Nuestro idilio siguió su curso apacible y un poco eglógico bajo las frondas, y un mes después de lo relatado, en otra tarde tan bella como la que con sus luces tenues acarició nuestras primeras confidencias, yo me presenté a Ana María de levita y sombrero de copa.
-¿De dónde viene usted ten elegante? -me preguntó.
-De casa: no he visto a nadie; no he hecho visita ninguna.
-¿Entonces?
-Vengo con esta indumentaria, relativamente ceremonial, porque voy a realizar un acto solemne...
-¡Jesús! ¡Me asusta usted!
-No hay motivo.
-¿Va usted a matarse?
-Algo más solemne aún: Moratín coloca las resoluciones extremas en este orden: 1.ª, meterse a traductor; 2.ª, suicidarse; 3.ª, casarse, yo he adoptado la más grave: la tercera resolución.
-¡Qué atrocidad! ¿Y con quién va a usted casarse?
-Con usted. Vengo a pedirla su mano y por eso me he vestido como para una solemnidad vespertina.
-¡Qué horror! Pero, ¿habla usted en serio?
-¡Absolutamente!
-Ya voy creyendo que no es usted tan cuerdo como lo asegura.
-¿Por qué?
-Hombre, porque casarse con una mujer desconocida; con una extranjera a quien acaba usted de encontrar, de quien no sabe más que lo que ella ha querido contarle, me parece infantil, por no decir otra cosa...
-¿Por no decir tonto?
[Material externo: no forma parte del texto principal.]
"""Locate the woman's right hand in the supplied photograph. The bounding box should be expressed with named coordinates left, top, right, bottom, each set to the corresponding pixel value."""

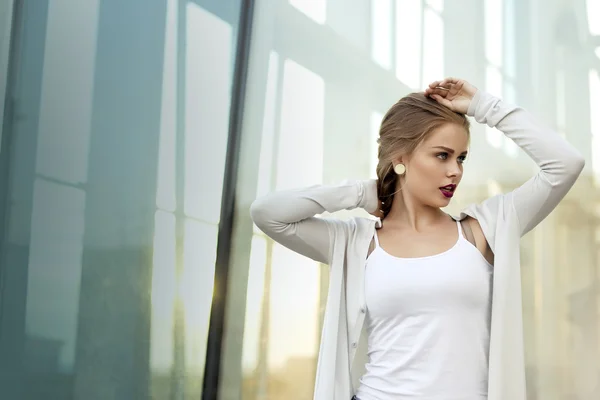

left=425, top=78, right=477, bottom=114
left=369, top=200, right=383, bottom=219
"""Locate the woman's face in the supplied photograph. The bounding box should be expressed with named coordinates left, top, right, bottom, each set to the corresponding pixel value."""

left=402, top=123, right=469, bottom=207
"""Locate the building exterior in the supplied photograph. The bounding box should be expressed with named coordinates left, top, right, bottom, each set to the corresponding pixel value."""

left=0, top=0, right=600, bottom=400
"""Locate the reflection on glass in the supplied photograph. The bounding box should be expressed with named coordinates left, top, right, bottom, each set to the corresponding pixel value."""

left=589, top=70, right=600, bottom=176
left=484, top=0, right=504, bottom=67
left=371, top=0, right=393, bottom=69
left=485, top=66, right=505, bottom=148
left=369, top=111, right=383, bottom=179
left=426, top=0, right=444, bottom=13
left=275, top=59, right=325, bottom=190
left=586, top=0, right=600, bottom=35
left=184, top=2, right=233, bottom=224
left=289, top=0, right=327, bottom=24
left=395, top=0, right=423, bottom=89
left=0, top=0, right=239, bottom=400
left=421, top=8, right=444, bottom=90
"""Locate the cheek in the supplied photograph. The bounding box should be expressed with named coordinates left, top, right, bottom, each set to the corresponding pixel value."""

left=414, top=157, right=444, bottom=182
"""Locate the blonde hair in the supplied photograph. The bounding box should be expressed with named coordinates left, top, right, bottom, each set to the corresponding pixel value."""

left=377, top=92, right=470, bottom=218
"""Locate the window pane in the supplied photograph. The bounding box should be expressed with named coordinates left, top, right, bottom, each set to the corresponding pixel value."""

left=0, top=0, right=240, bottom=400
left=586, top=0, right=600, bottom=35
left=589, top=71, right=600, bottom=176
left=179, top=2, right=233, bottom=224
left=268, top=244, right=320, bottom=399
left=290, top=0, right=327, bottom=24
left=396, top=0, right=423, bottom=89
left=371, top=0, right=393, bottom=69
left=485, top=66, right=504, bottom=148
left=276, top=60, right=325, bottom=190
left=421, top=9, right=444, bottom=88
left=426, top=0, right=444, bottom=13
left=484, top=0, right=504, bottom=66
left=369, top=112, right=383, bottom=178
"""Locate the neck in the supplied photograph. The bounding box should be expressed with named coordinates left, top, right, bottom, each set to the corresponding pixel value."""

left=385, top=192, right=448, bottom=231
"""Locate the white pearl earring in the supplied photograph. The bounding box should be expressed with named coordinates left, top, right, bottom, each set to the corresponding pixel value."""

left=394, top=164, right=406, bottom=175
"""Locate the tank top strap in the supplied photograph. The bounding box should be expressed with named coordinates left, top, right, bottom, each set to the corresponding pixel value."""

left=456, top=220, right=465, bottom=239
left=373, top=229, right=379, bottom=248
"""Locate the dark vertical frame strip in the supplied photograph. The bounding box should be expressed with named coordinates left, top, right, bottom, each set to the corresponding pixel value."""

left=0, top=0, right=23, bottom=318
left=202, top=0, right=254, bottom=400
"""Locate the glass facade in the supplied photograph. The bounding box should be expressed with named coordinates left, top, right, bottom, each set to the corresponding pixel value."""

left=0, top=0, right=240, bottom=400
left=0, top=0, right=600, bottom=400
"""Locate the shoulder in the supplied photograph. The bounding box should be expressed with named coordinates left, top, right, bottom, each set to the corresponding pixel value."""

left=463, top=215, right=494, bottom=265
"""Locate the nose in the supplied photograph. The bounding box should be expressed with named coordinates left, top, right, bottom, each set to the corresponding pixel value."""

left=447, top=163, right=462, bottom=177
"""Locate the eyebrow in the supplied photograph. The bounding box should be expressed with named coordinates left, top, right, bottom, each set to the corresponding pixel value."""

left=433, top=146, right=468, bottom=154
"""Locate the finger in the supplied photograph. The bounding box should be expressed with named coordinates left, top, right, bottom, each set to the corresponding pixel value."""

left=431, top=94, right=452, bottom=110
left=442, top=76, right=460, bottom=84
left=425, top=87, right=449, bottom=97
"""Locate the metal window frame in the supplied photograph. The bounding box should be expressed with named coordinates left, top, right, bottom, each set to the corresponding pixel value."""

left=202, top=0, right=255, bottom=400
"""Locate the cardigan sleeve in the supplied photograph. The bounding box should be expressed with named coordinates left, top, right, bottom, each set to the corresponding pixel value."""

left=250, top=179, right=379, bottom=264
left=467, top=91, right=585, bottom=236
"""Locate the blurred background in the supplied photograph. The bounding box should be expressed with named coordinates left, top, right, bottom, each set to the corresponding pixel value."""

left=0, top=0, right=600, bottom=400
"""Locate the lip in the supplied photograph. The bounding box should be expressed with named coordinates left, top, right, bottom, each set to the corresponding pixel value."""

left=440, top=184, right=456, bottom=198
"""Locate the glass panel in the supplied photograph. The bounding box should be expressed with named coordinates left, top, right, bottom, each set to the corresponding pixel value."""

left=0, top=0, right=244, bottom=400
left=370, top=112, right=383, bottom=179
left=484, top=0, right=504, bottom=66
left=289, top=0, right=327, bottom=24
left=485, top=66, right=504, bottom=148
left=184, top=3, right=233, bottom=224
left=586, top=0, right=600, bottom=35
left=395, top=0, right=423, bottom=89
left=589, top=71, right=600, bottom=177
left=421, top=9, right=444, bottom=90
left=275, top=60, right=325, bottom=190
left=0, top=1, right=14, bottom=150
left=426, top=0, right=444, bottom=13
left=231, top=0, right=600, bottom=400
left=371, top=0, right=393, bottom=69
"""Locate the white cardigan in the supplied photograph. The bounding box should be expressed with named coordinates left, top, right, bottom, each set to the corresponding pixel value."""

left=251, top=91, right=584, bottom=400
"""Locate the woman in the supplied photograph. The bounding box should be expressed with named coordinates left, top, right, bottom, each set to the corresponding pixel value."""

left=251, top=78, right=584, bottom=400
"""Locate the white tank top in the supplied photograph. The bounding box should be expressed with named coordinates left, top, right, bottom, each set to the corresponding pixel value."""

left=356, top=221, right=492, bottom=400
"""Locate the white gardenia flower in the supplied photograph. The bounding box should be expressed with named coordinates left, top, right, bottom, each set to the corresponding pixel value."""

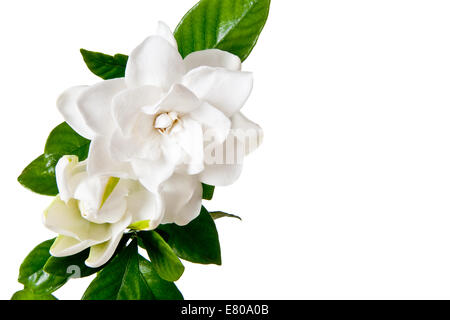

left=58, top=23, right=262, bottom=192
left=44, top=156, right=202, bottom=268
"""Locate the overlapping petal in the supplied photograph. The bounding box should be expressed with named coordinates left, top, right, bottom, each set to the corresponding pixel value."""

left=125, top=36, right=185, bottom=90
left=77, top=79, right=126, bottom=135
left=56, top=86, right=95, bottom=139
left=182, top=67, right=253, bottom=117
left=184, top=49, right=241, bottom=71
Suelte usted la palabra: ¿Hay acaso matrimonio que no sea una tontería?
-A menos -añadió ella sin hacer hincapié en mi frase- que me conozca usted por referencias secretas; que se haya valido de la policía privada, de un detective ladino, y haya usted obtenido datos tranquilizadores... Por lo demás, en Estados Unidos casarse es asunto de poca monta. ¡Se divorcia uno tan fácilmente! ¡Con hacer un viaje a Dakota del Norte... o del Sur, todo está arreglado en unas cuantas semanas!
-Yo estoy dispuesto, señora, a casarme con usted a la española: en una iglesia católica, con velaciones, con música de Mendelsohn y Wagner, padrinos, testigos, fotografía al magnesio,etc.,etc.
-¡Qué ocurrente!
-He dicho que vengo a pedirla su mano, esa incomparable mano, que parece dibujada por Holbein en su retrato de la duquesa de Milán, o por Van Dyck...
-¿Quiere usted que hablemos de otra cosa?
-¡Quiero que hablemos de esto y nada más que de esto!
-Pero...
-No hay pero que valga, señora: supongamos que lo que voy a hacer es una simpleza; lo diré más rudamente aún y con perdón de usted; una primada. ¿No tengo el derecho a los treinta y cinco años, soltero, rico, libre, de correr mi aventura, tonta o divertida, audaz o vulgar?
-Usted tiene ese derecho; pero yo tengo el mío de rehusar.
-¿Y por qué?
-Porque lo que le insinué la otra tarde es una verdad; porque en determinada hora de mi vida debo irremisiblemente romper los lazos que me unen a la tierra, quebrantar los apegos todos, hasta el último... y desaparecer.
-¡Quién sabe si usted, señora es la que no está cuerda, y el amor y la locura..., o la cordura por excelencia, va a sanarla! «Si quieres salvar a una mujer -ha dicho Zarathustra- hazla madre». Usted no ha sido madre. Una madre no se va a un convento dejando a su hijo.
Santa Juana Francisca Frémiot de Chantal se fue, pasando por sobre el cuerpo de su hijo Celso Benigno, quien para impedírselo se había tendido en el umbral de la puerta.
-Tiene usted cierta erudición piadosa...
-Piadosamente me educaron.
-Piadosa quiero yo que sea mi mujer...
-Vuelve usted a las andadas.
-¿No la he dicho que vengo a pedirla su mano? Ana María -añadí, y a mi pesar en mi voz sonaba ya el metal de la emoción-: Ana María, aunque parezca mentira, yo la quiero a usted más de lo que quisiera quererla... Ana María, sea usted mi mujer...
-By and by!-respondió con una sonrisa adorable.
-Sea usted mi mujer..., vamos, ¡responda! ¡Se lo suplico! Necesito saberlo ahora mismo.
-¿Aun cuando un día me vaya y le abandone?
-¡Aunque!
-Mire usted que ese «aunque» es muy grave...
-¡Aunque!
-¡Pues bien, sea!
Y aquella tarde ambos volvimos del brazo, pensativos y afectuosos, por las febriles calles de la Cartago moderna, a tiempo que los edificios desmesurados, se iluminaban fantásticamente.